Send in the Pinkertons!

More Minneapolis residents and businesses are turning to private security. Why isn’t Minneapolis city government?

Last week, Emma Freire published a piece at City Journal under the headline “Police by another name: demand for private security is booming in Minneapolis.” Noting that crime has spiked in the city, while the number of police officers dwindles, she writes,

Private security has stepped into the breach. The number of licenses approved for new private providers rose from 14 in 2019 to 27 in 2021, according to data from Minnesota’s Board of Private Detective and Protective Agent Services. Demand is exploding as businesses increasingly opt for private guards over off-duty cops.

The local demand for public safety did not diminish along with the city’s ability and willingness to provide it. Instead, public safety is being privatized.

Freire describes how businesses in Minneapolis are turning to private, for-profit security companies to provide services where they previously would have hired off-duty cops. She notes that residents and neighborhood groups are still hiring off-duty police officers.

Hennepin County is taking a different approach to the privatization of public safety. They plan to award $10 million in public safety grants to private, nonprofit groups. Half of the money has already been doled out. The Star Tribune reports,

The county awarded nearly $5 million to more than 50 groups in 2022 and plans to spend the rest of money early next year.

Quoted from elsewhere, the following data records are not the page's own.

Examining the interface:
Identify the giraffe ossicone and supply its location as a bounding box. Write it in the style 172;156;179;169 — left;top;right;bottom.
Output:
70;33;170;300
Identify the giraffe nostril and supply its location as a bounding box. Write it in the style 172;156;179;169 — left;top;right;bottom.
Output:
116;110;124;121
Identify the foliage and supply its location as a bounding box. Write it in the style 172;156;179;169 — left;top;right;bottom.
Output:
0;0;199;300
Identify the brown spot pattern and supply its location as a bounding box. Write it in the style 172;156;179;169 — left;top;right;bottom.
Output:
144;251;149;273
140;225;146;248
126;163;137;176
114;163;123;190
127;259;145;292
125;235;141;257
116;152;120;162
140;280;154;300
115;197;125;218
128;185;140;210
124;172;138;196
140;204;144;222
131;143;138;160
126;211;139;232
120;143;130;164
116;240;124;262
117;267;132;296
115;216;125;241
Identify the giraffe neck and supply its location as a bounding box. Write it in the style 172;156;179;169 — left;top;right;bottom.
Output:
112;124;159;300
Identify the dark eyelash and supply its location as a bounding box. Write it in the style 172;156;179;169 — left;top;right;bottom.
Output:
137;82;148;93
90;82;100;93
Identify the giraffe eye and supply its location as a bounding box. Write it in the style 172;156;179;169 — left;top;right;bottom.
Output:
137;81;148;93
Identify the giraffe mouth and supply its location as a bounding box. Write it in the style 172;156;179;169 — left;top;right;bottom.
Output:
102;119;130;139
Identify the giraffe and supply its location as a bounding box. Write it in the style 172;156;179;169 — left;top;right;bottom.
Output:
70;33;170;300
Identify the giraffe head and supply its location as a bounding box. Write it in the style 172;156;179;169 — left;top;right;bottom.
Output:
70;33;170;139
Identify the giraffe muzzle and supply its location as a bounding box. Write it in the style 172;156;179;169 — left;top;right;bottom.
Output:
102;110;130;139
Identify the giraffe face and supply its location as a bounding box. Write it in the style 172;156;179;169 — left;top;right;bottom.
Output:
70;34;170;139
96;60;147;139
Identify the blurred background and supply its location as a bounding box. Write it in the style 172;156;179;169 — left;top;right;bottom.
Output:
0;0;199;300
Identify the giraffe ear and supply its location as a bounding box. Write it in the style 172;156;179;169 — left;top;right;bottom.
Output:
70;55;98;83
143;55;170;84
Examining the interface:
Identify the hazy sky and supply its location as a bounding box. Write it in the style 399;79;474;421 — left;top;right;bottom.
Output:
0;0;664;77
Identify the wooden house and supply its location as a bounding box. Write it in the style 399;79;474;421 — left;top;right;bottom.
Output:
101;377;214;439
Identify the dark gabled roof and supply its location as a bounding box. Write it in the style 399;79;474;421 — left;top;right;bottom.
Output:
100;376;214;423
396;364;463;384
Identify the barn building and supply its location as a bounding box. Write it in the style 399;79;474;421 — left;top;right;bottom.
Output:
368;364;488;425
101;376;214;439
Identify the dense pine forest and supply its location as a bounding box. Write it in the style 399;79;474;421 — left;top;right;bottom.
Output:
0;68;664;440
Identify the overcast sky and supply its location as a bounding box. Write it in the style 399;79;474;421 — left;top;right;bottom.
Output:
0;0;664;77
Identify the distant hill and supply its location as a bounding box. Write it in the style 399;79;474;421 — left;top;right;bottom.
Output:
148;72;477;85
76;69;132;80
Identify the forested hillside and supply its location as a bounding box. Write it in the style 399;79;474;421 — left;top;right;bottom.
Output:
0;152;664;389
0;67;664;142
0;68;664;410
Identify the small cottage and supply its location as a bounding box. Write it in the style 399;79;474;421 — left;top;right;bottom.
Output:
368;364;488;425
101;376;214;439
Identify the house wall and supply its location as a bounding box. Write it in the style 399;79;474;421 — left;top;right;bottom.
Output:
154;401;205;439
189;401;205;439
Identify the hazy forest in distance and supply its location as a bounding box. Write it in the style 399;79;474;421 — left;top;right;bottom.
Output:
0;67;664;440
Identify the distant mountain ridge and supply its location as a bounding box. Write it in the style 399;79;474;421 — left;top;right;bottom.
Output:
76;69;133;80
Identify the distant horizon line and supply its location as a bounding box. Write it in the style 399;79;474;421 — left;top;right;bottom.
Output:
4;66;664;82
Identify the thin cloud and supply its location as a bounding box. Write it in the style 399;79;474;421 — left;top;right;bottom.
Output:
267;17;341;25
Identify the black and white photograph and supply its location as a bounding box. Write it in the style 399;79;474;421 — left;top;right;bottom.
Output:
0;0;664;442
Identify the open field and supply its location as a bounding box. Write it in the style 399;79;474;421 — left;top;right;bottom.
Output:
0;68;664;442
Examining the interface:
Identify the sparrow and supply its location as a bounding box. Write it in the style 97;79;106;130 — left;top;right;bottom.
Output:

Bayley [Lisa Bayley, who oversees the program] said county officials are experimenting with more innovative solutions outside the criminal justice system: An Art is My Weapon exhibit featured weapons obtained in a gun buyback program; Asian Media Access worked with underserved immigrants, and the Brooklyn Park Lions Drum and Bugle Corps provided youth programming.

What is less certain is whether the spending is having tangible impact.

What is remarkable about the county grants is how the money is being spent everywhere (art galleries, churches, community colleges, hospitals, etc.) except in the places where crime is actually occurring. There are a few exceptions, as the Star Tribune reports,

The county awarded $400,000 — one of its largest grants — to Shiloh Temple International Ministries on West Broadway in north Minneapolis. The church has become a crucial resource in the prevention of violence in the neighborhood.

A team of outreach workers hit crime hotspots from 8 a.m. to 7 p.m. Tuesdays through Fridays, and “literally ran criminal activity off the corners,” said the Rev. Jalilia Abdul-Brown. The church also runs a food shelf with the hope of dissuading anyone from committing crime in order to feed themselves, she said.

Unfortunately, much of the city’s crime occurs after 7 p.m. and on weekends. Criminals don’t stick to customary business hours as nonprofits do.

If you’re going to privatize public safety, why doesn’t the city and/or county hire private security, and place them in high crime areas? Including nights and weekends?